TRIBUNAL DE JUSTIÇA DO ESTADO DO PIAUÍ
ÓRGÃO JULGADOR : 2ª Câmara Especializada Criminal
APELAÇÃO CRIMINAL (417) No 0029031-70.2014.8.18.0140
REPRESENTANTE: PROCURADORIA GERAL DA JUSTICA DO ESTADO DO PIAUI
APELANTE: ANTONIO CARLOS SILVA BRITO
Advogado(s) do reclamante: MATEUS MENDONCA DE SOUSA, FRANKLIN DOURADO REBELO, FRANCISCO ANTONIO MORAES FONTENELE
APELADO: PROCURADORIA GERAL DA JUSTICA DO ESTADO DO PIAUI
RELATOR(A): Desembargador JOAQUIM DIAS DE SANTANA FILHO
EMENTA
APELAÇÃO CRIMINAL. TRÁFICO DE DROGAS. ABSOLVIÇÃO. IMPOSSIBILIDADE. RECURSO CONHECIDO E PARCIALMENTE IMPROVIDO.

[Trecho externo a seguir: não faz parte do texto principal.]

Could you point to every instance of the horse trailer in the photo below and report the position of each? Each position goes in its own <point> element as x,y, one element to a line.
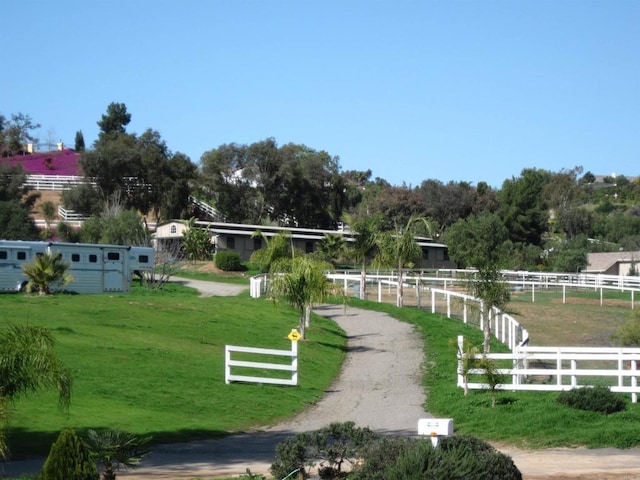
<point>95,268</point>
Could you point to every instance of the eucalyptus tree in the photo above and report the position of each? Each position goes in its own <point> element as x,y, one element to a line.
<point>292,185</point>
<point>481,242</point>
<point>16,203</point>
<point>524,208</point>
<point>16,133</point>
<point>28,364</point>
<point>142,170</point>
<point>399,248</point>
<point>332,247</point>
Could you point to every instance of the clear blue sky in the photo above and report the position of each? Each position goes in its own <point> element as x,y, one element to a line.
<point>413,90</point>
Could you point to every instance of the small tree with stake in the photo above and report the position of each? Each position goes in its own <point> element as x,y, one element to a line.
<point>113,449</point>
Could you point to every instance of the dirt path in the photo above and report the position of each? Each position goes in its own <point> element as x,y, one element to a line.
<point>379,387</point>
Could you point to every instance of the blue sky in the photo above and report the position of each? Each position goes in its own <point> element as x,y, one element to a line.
<point>413,90</point>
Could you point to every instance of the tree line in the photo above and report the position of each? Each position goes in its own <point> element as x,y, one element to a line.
<point>537,220</point>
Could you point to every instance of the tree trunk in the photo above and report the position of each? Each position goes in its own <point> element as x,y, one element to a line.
<point>400,298</point>
<point>486,328</point>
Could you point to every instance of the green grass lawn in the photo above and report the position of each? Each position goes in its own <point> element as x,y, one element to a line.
<point>153,363</point>
<point>524,419</point>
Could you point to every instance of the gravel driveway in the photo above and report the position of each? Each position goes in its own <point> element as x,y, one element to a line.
<point>379,387</point>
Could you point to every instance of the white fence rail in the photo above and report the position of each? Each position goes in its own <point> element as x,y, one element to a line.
<point>558,369</point>
<point>503,326</point>
<point>54,182</point>
<point>234,365</point>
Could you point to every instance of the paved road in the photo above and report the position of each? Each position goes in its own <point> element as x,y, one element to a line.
<point>379,387</point>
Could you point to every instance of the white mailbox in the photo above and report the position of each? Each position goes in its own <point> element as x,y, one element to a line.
<point>435,427</point>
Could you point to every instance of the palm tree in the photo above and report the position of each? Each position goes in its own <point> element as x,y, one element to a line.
<point>27,365</point>
<point>301,282</point>
<point>398,249</point>
<point>365,235</point>
<point>113,448</point>
<point>489,287</point>
<point>45,270</point>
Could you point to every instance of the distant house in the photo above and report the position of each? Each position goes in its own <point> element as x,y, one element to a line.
<point>241,238</point>
<point>612,263</point>
<point>64,162</point>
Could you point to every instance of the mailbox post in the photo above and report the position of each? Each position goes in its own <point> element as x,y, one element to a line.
<point>435,428</point>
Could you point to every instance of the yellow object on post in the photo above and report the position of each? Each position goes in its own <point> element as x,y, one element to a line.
<point>294,335</point>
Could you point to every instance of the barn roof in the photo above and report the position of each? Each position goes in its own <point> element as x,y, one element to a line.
<point>602,261</point>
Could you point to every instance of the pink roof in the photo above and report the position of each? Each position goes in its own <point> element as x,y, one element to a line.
<point>62,162</point>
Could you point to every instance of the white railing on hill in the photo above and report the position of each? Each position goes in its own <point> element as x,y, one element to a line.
<point>231,364</point>
<point>531,282</point>
<point>558,369</point>
<point>54,182</point>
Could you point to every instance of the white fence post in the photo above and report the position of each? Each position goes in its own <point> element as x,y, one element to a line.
<point>619,365</point>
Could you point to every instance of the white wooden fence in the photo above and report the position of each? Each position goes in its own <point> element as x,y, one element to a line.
<point>231,364</point>
<point>54,182</point>
<point>503,326</point>
<point>558,369</point>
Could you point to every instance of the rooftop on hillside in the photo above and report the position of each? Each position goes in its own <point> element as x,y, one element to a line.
<point>58,162</point>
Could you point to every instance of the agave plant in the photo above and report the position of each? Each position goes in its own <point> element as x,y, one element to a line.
<point>112,449</point>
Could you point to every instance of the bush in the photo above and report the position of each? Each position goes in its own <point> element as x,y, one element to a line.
<point>628,334</point>
<point>228,261</point>
<point>334,446</point>
<point>68,460</point>
<point>593,399</point>
<point>454,458</point>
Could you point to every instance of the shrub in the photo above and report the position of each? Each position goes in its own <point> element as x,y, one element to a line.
<point>593,399</point>
<point>228,261</point>
<point>291,455</point>
<point>455,457</point>
<point>333,446</point>
<point>68,460</point>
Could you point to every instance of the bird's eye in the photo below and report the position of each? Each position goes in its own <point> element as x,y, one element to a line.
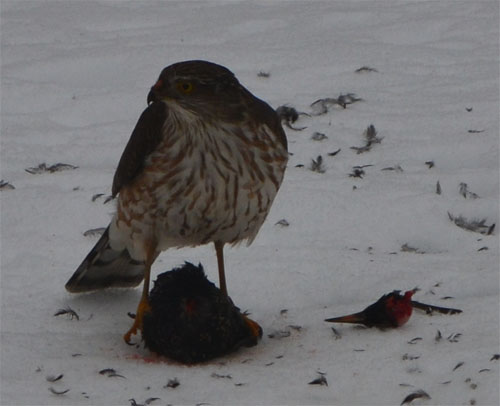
<point>185,87</point>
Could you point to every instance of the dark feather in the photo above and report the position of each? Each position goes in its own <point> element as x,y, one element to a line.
<point>147,134</point>
<point>104,267</point>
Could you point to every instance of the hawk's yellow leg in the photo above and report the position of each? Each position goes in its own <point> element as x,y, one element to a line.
<point>144,306</point>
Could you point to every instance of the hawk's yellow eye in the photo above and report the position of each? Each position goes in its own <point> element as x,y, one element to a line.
<point>185,87</point>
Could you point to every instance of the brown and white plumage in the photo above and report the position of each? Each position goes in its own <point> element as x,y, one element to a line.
<point>203,164</point>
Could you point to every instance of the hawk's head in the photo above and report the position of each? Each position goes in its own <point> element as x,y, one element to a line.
<point>202,87</point>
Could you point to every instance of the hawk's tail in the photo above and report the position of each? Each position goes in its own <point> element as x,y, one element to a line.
<point>105,267</point>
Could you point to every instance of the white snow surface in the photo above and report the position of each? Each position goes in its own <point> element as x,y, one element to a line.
<point>74,80</point>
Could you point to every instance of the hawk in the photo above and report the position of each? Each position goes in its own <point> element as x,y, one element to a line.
<point>203,165</point>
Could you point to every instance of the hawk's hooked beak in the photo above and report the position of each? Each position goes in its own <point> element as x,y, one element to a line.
<point>153,93</point>
<point>152,96</point>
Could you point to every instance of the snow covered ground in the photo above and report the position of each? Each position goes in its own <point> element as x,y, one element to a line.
<point>74,80</point>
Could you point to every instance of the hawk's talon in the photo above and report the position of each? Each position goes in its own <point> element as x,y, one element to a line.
<point>142,308</point>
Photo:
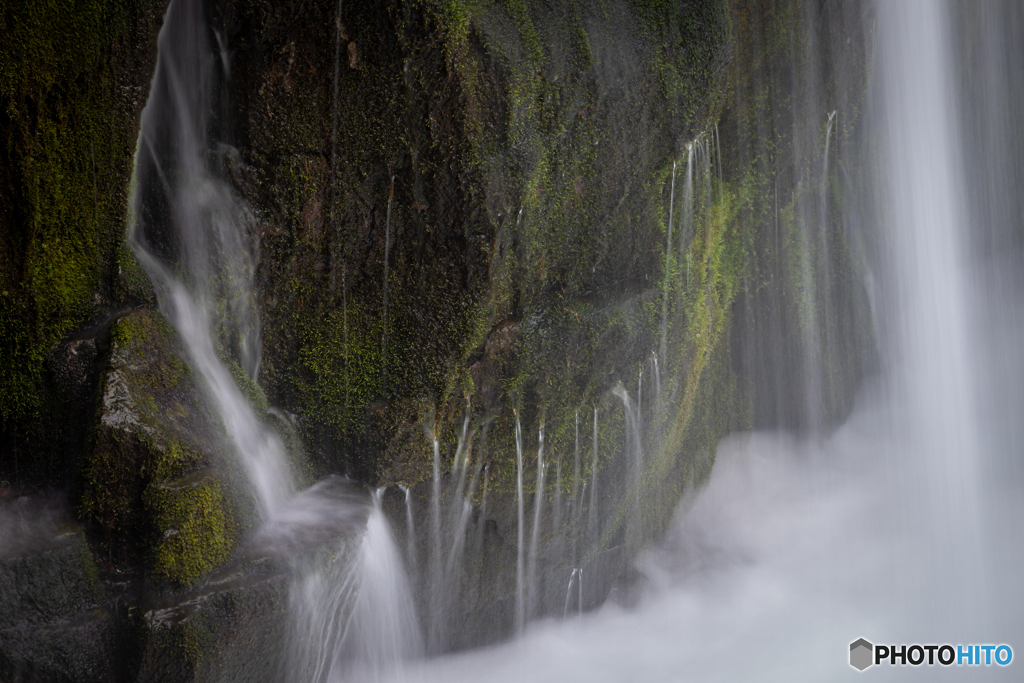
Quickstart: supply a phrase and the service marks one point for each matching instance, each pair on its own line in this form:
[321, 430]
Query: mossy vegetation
[73, 80]
[508, 159]
[154, 481]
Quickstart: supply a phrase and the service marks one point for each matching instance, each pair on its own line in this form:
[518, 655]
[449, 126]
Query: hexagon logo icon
[861, 653]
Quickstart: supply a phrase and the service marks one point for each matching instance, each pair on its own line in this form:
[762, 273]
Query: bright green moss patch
[197, 530]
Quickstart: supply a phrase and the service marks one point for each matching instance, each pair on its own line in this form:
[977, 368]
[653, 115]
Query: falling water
[577, 503]
[357, 616]
[410, 529]
[203, 262]
[519, 568]
[663, 349]
[901, 525]
[336, 257]
[634, 452]
[536, 535]
[387, 260]
[592, 521]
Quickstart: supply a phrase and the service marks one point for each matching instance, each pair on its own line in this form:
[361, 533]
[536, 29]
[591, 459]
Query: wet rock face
[54, 621]
[456, 199]
[152, 480]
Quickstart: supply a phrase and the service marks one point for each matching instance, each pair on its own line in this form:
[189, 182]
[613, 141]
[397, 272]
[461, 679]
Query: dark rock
[54, 620]
[155, 481]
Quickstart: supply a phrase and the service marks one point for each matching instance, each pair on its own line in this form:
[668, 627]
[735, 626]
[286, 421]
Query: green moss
[66, 157]
[197, 531]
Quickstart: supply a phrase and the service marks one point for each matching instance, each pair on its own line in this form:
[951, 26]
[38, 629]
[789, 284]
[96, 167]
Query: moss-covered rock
[154, 481]
[55, 622]
[74, 77]
[470, 201]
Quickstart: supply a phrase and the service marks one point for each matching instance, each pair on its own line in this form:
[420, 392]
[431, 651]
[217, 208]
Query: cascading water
[355, 614]
[352, 614]
[197, 241]
[896, 526]
[757, 560]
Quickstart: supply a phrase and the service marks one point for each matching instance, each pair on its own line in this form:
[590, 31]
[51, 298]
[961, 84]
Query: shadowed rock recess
[468, 218]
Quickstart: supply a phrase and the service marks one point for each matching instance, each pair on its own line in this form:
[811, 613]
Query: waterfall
[198, 243]
[536, 535]
[593, 521]
[356, 615]
[924, 194]
[387, 260]
[663, 348]
[519, 568]
[410, 529]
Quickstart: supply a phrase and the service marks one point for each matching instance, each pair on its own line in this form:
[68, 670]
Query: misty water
[900, 525]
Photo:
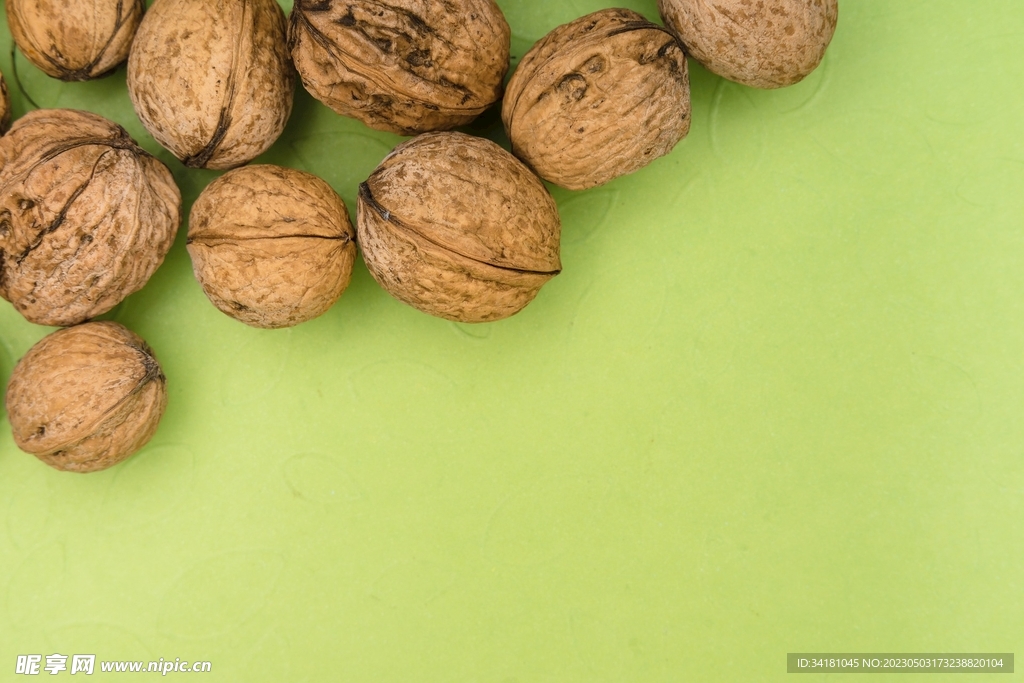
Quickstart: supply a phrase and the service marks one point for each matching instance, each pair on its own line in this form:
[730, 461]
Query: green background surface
[772, 403]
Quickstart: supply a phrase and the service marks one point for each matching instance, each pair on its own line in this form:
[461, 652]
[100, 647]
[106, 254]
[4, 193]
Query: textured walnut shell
[212, 81]
[84, 398]
[760, 43]
[597, 98]
[271, 247]
[458, 227]
[4, 105]
[86, 215]
[401, 66]
[75, 40]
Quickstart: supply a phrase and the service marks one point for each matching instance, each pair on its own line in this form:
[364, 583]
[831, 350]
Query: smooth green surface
[772, 403]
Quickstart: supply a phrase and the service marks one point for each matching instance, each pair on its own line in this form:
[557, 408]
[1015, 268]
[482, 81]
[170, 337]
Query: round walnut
[86, 215]
[84, 398]
[597, 98]
[271, 247]
[764, 44]
[401, 66]
[75, 40]
[212, 81]
[458, 227]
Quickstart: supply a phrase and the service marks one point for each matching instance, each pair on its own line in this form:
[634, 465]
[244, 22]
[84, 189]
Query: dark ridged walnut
[212, 81]
[86, 215]
[75, 40]
[458, 227]
[401, 66]
[597, 98]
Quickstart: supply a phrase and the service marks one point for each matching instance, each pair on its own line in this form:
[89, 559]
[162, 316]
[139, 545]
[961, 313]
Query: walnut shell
[4, 105]
[212, 81]
[86, 215]
[597, 98]
[458, 227]
[763, 44]
[84, 398]
[75, 40]
[401, 66]
[271, 247]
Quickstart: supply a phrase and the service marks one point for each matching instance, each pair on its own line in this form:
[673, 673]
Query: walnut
[597, 98]
[212, 81]
[84, 398]
[271, 247]
[86, 215]
[458, 227]
[767, 44]
[75, 40]
[4, 107]
[401, 66]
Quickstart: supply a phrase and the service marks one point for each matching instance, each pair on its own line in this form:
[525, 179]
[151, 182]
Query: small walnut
[271, 247]
[75, 40]
[212, 81]
[401, 66]
[86, 215]
[4, 105]
[458, 227]
[84, 398]
[597, 98]
[764, 44]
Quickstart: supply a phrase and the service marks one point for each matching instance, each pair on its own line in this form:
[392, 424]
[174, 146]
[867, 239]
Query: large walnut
[401, 66]
[212, 80]
[75, 40]
[271, 247]
[458, 227]
[597, 98]
[764, 44]
[86, 215]
[86, 397]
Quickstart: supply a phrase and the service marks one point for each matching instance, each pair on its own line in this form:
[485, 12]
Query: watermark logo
[32, 665]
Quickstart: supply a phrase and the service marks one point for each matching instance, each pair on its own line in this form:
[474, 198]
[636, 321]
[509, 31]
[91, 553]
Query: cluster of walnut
[449, 223]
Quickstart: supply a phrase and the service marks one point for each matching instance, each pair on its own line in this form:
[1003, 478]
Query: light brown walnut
[86, 215]
[212, 81]
[407, 67]
[760, 43]
[271, 247]
[597, 98]
[75, 40]
[86, 397]
[458, 227]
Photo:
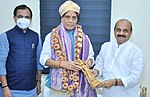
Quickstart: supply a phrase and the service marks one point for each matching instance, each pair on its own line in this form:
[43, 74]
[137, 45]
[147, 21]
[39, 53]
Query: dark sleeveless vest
[21, 62]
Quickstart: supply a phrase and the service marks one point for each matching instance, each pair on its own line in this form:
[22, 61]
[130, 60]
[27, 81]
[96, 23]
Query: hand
[89, 63]
[95, 72]
[6, 92]
[108, 83]
[38, 87]
[70, 65]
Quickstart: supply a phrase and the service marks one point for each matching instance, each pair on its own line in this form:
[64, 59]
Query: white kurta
[46, 54]
[124, 62]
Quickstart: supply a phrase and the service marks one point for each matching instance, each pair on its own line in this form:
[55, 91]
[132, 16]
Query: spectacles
[69, 17]
[20, 16]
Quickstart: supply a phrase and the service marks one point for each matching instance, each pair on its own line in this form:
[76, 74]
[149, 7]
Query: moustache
[121, 35]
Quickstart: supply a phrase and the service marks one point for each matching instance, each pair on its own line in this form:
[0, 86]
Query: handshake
[89, 75]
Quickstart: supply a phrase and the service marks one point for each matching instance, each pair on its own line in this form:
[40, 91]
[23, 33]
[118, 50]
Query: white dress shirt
[124, 62]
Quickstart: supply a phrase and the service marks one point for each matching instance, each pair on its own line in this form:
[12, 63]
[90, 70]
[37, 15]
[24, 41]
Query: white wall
[138, 12]
[6, 16]
[135, 10]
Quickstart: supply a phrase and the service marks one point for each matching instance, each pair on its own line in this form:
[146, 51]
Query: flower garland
[60, 53]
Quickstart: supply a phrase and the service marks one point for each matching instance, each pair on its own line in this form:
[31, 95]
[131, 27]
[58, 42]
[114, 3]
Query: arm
[39, 67]
[90, 60]
[4, 49]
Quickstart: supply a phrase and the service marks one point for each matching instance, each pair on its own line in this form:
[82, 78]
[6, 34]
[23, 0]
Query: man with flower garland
[62, 50]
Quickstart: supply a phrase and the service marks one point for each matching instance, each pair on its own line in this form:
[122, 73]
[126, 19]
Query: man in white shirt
[120, 64]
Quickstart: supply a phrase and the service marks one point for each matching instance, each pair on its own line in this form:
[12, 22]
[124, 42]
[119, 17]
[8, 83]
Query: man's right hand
[70, 65]
[95, 72]
[7, 92]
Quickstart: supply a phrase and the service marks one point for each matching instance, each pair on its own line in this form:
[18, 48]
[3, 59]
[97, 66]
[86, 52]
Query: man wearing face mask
[20, 47]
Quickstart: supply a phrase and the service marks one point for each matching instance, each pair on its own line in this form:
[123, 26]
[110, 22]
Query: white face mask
[23, 23]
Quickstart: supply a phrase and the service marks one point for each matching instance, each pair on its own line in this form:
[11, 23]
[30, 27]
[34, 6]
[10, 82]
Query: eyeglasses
[74, 18]
[119, 30]
[20, 16]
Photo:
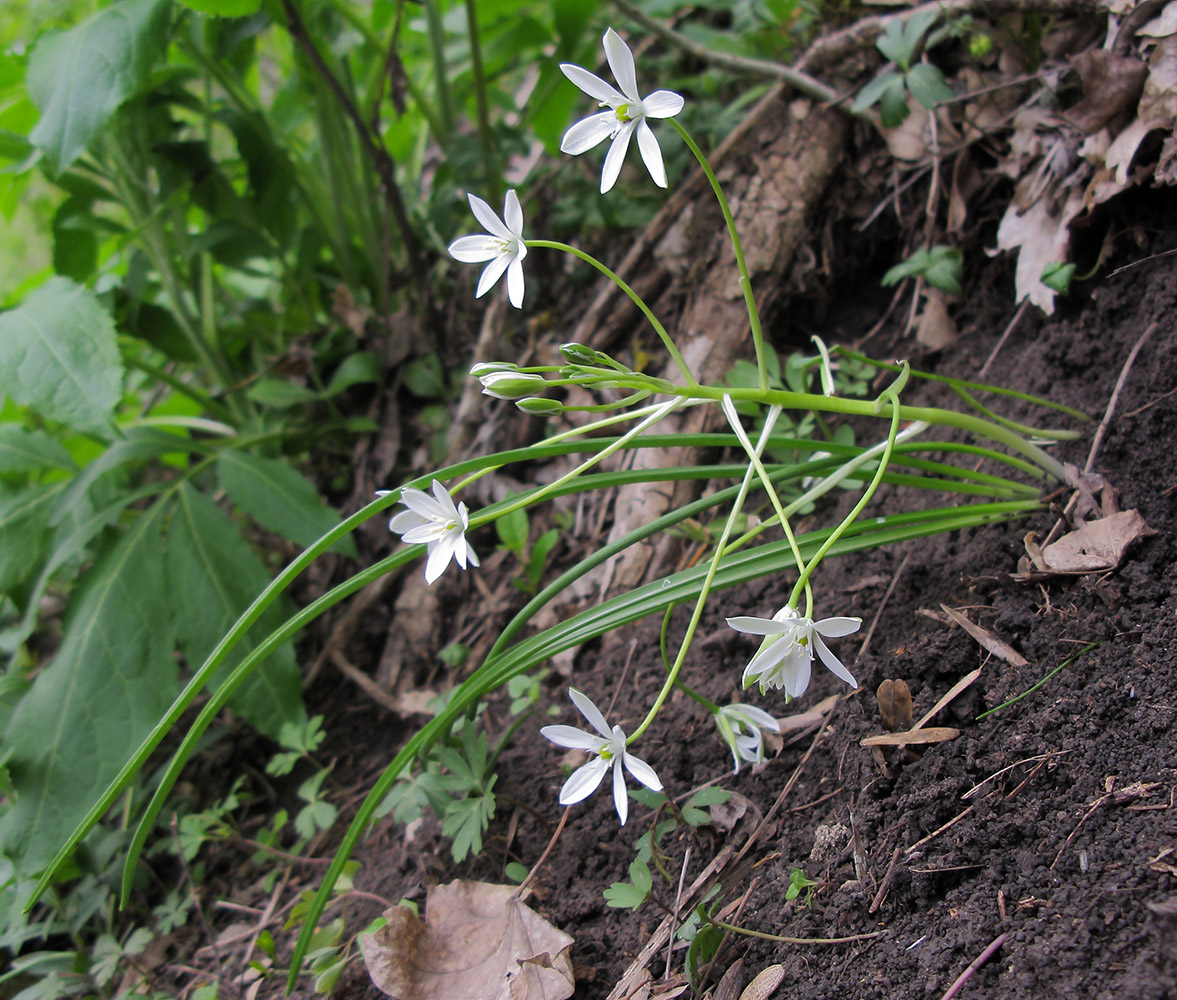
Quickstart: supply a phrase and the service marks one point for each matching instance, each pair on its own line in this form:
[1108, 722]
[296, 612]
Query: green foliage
[939, 266]
[58, 355]
[79, 78]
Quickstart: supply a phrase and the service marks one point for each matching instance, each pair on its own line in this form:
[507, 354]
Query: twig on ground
[878, 614]
[1005, 335]
[977, 962]
[886, 881]
[1115, 397]
[796, 79]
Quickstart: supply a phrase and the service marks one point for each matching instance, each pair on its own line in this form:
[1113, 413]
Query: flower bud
[486, 367]
[579, 354]
[539, 407]
[511, 385]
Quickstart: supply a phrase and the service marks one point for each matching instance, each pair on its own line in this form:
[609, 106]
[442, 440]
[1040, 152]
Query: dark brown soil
[1012, 828]
[1006, 830]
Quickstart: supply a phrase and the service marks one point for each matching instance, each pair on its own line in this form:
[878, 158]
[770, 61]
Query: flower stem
[745, 280]
[803, 580]
[633, 295]
[700, 602]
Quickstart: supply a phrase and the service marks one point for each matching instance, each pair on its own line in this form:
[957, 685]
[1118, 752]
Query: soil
[1050, 822]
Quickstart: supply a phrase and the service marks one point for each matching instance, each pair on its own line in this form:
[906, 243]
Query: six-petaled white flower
[786, 653]
[609, 746]
[626, 115]
[501, 245]
[439, 524]
[742, 726]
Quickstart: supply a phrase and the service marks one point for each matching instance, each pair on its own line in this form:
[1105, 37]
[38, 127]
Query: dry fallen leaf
[479, 942]
[933, 734]
[895, 705]
[1094, 547]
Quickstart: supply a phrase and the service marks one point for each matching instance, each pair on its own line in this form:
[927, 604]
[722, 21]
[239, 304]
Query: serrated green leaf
[225, 8]
[79, 78]
[22, 450]
[111, 680]
[929, 86]
[277, 497]
[59, 355]
[24, 531]
[212, 577]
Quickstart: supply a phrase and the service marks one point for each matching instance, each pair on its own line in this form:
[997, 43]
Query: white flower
[610, 753]
[436, 521]
[740, 727]
[786, 653]
[501, 245]
[626, 115]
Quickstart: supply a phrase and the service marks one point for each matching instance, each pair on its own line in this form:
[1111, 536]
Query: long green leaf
[212, 575]
[58, 355]
[79, 78]
[107, 685]
[277, 497]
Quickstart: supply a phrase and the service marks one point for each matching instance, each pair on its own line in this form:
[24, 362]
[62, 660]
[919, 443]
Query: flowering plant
[630, 404]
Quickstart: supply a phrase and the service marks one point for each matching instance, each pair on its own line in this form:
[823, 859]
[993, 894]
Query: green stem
[803, 580]
[705, 591]
[745, 279]
[633, 295]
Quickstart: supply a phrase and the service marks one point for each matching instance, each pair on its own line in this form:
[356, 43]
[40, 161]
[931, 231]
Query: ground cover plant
[823, 452]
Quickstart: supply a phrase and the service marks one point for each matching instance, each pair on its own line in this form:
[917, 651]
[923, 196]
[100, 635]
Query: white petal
[491, 274]
[404, 521]
[620, 61]
[571, 738]
[795, 678]
[591, 713]
[832, 664]
[651, 154]
[514, 282]
[616, 155]
[837, 627]
[486, 215]
[474, 250]
[434, 566]
[759, 626]
[756, 717]
[662, 104]
[583, 781]
[426, 532]
[589, 132]
[643, 772]
[592, 85]
[512, 213]
[620, 800]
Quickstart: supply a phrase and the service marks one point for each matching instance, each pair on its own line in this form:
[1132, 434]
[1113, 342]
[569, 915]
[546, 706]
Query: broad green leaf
[79, 78]
[87, 711]
[22, 450]
[212, 575]
[929, 86]
[278, 498]
[24, 531]
[225, 8]
[59, 355]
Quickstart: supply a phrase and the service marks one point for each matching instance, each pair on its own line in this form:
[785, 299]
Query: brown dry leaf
[765, 984]
[1094, 547]
[933, 734]
[1111, 85]
[936, 328]
[895, 705]
[480, 942]
[986, 639]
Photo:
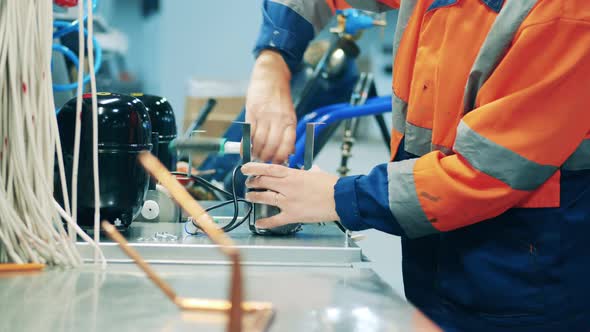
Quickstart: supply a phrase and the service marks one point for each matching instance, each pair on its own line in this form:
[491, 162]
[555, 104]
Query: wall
[188, 38]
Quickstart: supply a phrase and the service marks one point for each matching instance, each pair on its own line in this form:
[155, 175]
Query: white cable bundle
[31, 229]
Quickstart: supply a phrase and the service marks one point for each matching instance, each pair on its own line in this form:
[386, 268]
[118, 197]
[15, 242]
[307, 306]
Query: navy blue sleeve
[285, 31]
[362, 202]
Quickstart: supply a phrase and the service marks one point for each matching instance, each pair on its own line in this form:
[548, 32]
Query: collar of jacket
[495, 5]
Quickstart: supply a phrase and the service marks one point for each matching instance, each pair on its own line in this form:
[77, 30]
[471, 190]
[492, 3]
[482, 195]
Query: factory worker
[489, 183]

1. A materialidade e autoria do delito encontram-se devidamente comprovadas nos autos. O acervo probatório comprova a traficância, eis que para caracterização do delito de tráfico de drogas, tipo penal de conduta múltipla, basta que o réu guarde ou mantenha em depósito a droga, fato esse demonstrado pelas circunstâncias do delito.
2. Não verifico a seletividade de depoimentos, as provas pertencem ao processo, cabe ao juiz avaliar o conjunto probatório e em adoção ao livre convencimento motivado acolher o condenatório ou não. Ademais, os depoimentos dos policiais prestados em Juízo constituem meio de prova idôneo a resultar na condenação da ré.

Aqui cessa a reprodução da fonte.